Victoria and New South Wales were the hardest hit states with job ads decreasing by 56.3 per cent and 52.4 per cent respectively. Western Australia, South Australia and the Northern Territory had slightly lower levels of decline at minus 42.4 per cent, minus 43.9 per cent and minus 41.9 per cent.
Speaking to news.com.au, the Managing Director of SEEK ANZ, Kendra Banks said this was because as the most populated states, NSW and Victoria also have the most job opportunities.
"When the coronavirus pandemic started to impact these states, we saw job ad volumes soften, particularly in Sydney and Melbourne metropolitan areas," she said.
"During April, industries such as retail and consumer products and hospitality and tourism, which make large contributions to job ad volumes, were limited in the way they could operate, and we saw significant declines.
"Corporate hirers also paused their recruitment activity, which impacted industries such as information, communication and technology and professional services roles, which are also sectors that make big contributions to the employment market."
Compared to 2019 job advertising rates, 2020 figures have been slashed by more than half of what they were.
However, the job market could be on the mend, based on data from the first two weeks of May.
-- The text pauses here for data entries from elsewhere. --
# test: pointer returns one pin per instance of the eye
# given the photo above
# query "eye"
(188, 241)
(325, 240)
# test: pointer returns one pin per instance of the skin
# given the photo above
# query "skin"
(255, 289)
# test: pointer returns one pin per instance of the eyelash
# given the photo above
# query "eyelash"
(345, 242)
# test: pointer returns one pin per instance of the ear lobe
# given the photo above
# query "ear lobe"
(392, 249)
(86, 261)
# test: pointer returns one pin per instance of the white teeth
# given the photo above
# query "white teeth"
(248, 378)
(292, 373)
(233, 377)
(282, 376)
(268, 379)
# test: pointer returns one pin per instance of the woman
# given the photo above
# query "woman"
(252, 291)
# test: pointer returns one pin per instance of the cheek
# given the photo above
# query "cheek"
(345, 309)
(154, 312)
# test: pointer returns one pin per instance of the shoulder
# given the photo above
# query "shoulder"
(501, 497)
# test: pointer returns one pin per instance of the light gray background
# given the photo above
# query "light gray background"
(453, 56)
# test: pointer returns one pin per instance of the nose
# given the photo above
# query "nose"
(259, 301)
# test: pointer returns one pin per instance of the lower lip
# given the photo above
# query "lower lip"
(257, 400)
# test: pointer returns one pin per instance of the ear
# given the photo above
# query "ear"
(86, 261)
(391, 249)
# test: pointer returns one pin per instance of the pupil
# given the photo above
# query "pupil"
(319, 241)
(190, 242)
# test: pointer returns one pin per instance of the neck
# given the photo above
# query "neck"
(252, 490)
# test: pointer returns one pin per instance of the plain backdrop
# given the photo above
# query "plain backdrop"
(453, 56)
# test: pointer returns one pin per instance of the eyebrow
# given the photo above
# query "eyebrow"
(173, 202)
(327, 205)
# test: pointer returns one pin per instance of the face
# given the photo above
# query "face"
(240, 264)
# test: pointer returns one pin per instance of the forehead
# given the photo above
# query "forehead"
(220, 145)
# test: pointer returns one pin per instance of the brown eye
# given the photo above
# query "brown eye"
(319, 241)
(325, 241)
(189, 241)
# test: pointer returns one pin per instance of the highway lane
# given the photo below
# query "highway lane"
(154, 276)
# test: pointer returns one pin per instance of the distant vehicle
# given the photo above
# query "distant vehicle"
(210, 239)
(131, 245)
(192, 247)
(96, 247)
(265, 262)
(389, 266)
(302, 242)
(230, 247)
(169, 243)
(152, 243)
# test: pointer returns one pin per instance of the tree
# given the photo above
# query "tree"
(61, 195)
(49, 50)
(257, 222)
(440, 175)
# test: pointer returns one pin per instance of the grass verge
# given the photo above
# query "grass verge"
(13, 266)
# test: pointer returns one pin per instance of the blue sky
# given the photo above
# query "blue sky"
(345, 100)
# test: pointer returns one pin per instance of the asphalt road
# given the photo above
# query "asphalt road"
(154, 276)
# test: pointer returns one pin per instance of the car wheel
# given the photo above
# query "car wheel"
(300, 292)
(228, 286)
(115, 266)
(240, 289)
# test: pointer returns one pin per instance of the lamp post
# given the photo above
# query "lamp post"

"April was the first full calendar month where we had a clear indication of how coronavirus was impacting the employment market," said Ms Banks.
"The full set of social isolation measures were not imposed until mid-March, which explains why March job ad declines were minus 27.4 per cent, compared to April's decline of minus 49.9 per cent."
The job market was hit with the largest decline in the week ending April 19 when job ads were down 69.1 per cent compared to the same week in 2019.
There could be a spark of hope, however. In the week ending in May 10, job advertising had shifted upwards to minus 59.7 per cent compared to the same week in 2019.
That 10 per cent increase could indicate we "may have turned a corner," said Ms Banks.
Job ads are "slowly" on the rise too.
"In the first two weeks of May, we have seen job ad volumes slowly creep back up, which aligns to the will of governments to get the economy moving and get people back into jobs," she said.
"We know this will take some time, which is why we are cautious to be too positive at this point."
When it came to which industries would prove most difficult for job seekers, those in human resources and recruitment, legal and administration and office support will have it the hardest, with those sectors reporting a 69.1 per cent, 67.3 per cent and 64.2 per cent drop in job ads.
Due to social distancing measures, retail and hospitality and tourism industries have also suffered with month on month job ad declines of 55 per cent and 59.6 per cent respectively.
While strict lockdown measures are slowly being eased in Australia, May figures from the Australian Bureau of Statistics showed the grisly impact of restrictions. Their findings showed that almost one million people were out of work due to COVID-19, with the number of jobs falling by 7.5 per cent between March 14 and April 18.
The value of wages paid also slumped by 8.2 per cent and unemployment is expected to hit at least 10 per cent by June, which is double the current figure.